In a video interview with REIT.com at REITWeek 2012: NAREIT's Investor Forum, Stein discussed how grocery stores have changed over the decades as well as his company's strategy for development.
"If you go back to 20 years ago, the traditional supermarket chain controlled about 75 percent of the supermarket dollar. Today it's about half that," said Stein, adding that today's supermarkets are competing with a number of retailers, including warehouse clubs, dollar stores and natural food stores.
He said as a result, Regency Centers makes sure it focuses on the top two grocery operators in a given market. The company is currently active in development and redevelopment, and Stein said the goal is to create dominant shopping centers in target markets.
"We want to have a strong anchor in a location in the target market where the typical average household income is $100,000 or more and there's a population density of 100,000 people within a three-mile radius," he said. "That shopping center is going to attract the best-in-class national, regional and local operators."
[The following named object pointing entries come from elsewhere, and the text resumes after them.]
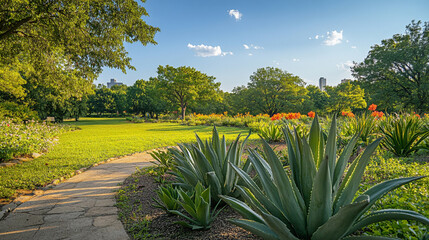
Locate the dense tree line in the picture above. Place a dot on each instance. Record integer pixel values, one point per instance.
(394, 76)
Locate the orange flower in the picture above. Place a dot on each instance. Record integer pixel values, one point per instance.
(372, 107)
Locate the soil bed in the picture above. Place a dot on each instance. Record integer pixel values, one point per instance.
(143, 221)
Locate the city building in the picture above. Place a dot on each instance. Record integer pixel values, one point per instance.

In terms of the impact that the general economic uncertainty has had on Regency's business, Stein said the company continues to focus on executing its business plan to try and insulate Regency and its shareholders as much as possible.
"That starts with leasing up the portfolio from 93.5 percent, where we are today, back to our historic level of 95 percent," he said.
Additionally, Stein said the company is disciplined in how it takes on new developments. Since the recession, Regency's new developments have performed exceptionally well, according to Stein.
Stein also emphasized the importance of maintaining a strong balance sheet.
"What the financial crisis showed, if nothing else, is that having a strong balance sheet and access to capital matters," he said.